Loy Norrix teachers are using GradPoint as an online learning tool 


Credit: Jennifer Aniano

English and social studies teacher, Jennifer Aniano, working at her desk from home.

Milo Turner, Social Media Team

KPS students have been learning online for two trimesters now and the Board of Education has recently announced that they plan to continue virtual learning for trimester 3. Some students, however, have been utilizing another program to distance learn. 

GradPoint is a part of the KPS learning plan 2A, and aims to be used as a more flexible and personalized online learning alternative for kindergarten through twelfth grade students according to Pearson, the online learning organization that created the program, which debuted in 2016. GradPoint offers a wide variety of both electives and required courses for students to earn credit through. 

Loy Norrix English and social studies teacher Jennifer Aniano uses the program to manage courses. 

I teach about 15 different courses spread through the 4 class periods,” said Aniano. “This works out to roughly 35 sections.” 

Each section is a segment of a course or a smaller course, similar to the way KPS divides larger courses into sections by trimester. 

GradPoint differs greatly from the style of online learning that has been employed at Loy Norrix and other KPS high schools. 

Aniano explained, “I do not make the lesson plans or the content. Those are given to the students. So I have to learn each of the courses and all of the content to assist students all day.

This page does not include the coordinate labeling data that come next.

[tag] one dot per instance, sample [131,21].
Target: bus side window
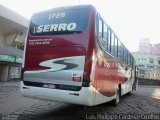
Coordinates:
[100,28]
[109,40]
[120,48]
[116,46]
[105,37]
[112,44]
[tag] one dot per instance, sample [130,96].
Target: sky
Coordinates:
[131,20]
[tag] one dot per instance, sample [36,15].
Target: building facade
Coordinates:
[148,60]
[12,36]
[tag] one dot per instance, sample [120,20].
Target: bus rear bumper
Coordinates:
[85,96]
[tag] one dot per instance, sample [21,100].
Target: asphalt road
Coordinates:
[141,104]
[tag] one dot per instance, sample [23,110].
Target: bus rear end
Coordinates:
[55,56]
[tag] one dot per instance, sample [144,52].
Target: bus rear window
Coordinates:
[59,22]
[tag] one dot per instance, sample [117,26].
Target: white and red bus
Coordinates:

The required courses are a series of units that have section quizzes and a unit test, and there is an exam at the end.”

In addition, students are not required to have daily meetings with teachers and other GradPoint students, unlike the daily class meeting schedule that Loy Norrix students are assigned who are in the option 1 program. Instead, students have the option of completing the work for the course on their own time and bringing questions or concerns to their teachers via email. 

Senior, Shelby Richardson, has taken Finance, English, and Personal Fitness courses through gradpoint, and said that the weekly schedule in terms of course work can be ¨inconsistent¨. 

¨I can get like a whole week’s worth done in one day and then lose all motivation and ignore my classes for a whole week,¨ said Richardson. 

Aniano expressed that a positive of this learning structure is that teachers can stay in constant contact with students as well as student families and that students can work one-on-one with their instructors. 

The program does have room for improvement, however. 

Aniano described the role of a GradPoint teacher as “more of a program administrator and content tutor than a classroom instructor,” and indicated that the program had been difficult to navigate at times. 

“As a tech savvy educator, I can honestly say that the GradPoint interface is archaic and presents numerous problems for both students and staff. I can imagine that there are far superior programs in this world when we are discussing user friendly capabilities,” Aniano said.

Richardson expressed issues with navigating the program, saying, ¨I’ve run into a couple technical issues where pages won’t load or a teacher formatted the class a bit weird, like they pasted links to websites that are broken or shutdown. Which can be really inconvenient because for the most part I’m doing all of my class work at 2 am and I couldn’t really email them at 2 am could I?”

According to GradPoint Site, common technical issues include difficulties logging in, blank screens appearing in place of the action that was requested, and an inability to move forward in an assessment or activity, but the site does try to provide instructions as to how students should deal with these difficulties. 

Despite possible bugs in the program, GradPoint has been recommended by Western Slope as a learning option for students whose mental health is negatively affected by the stress of alternative programs or programs provided by their own public districts, and also offers means of earning additional credits for students who do attend public schools.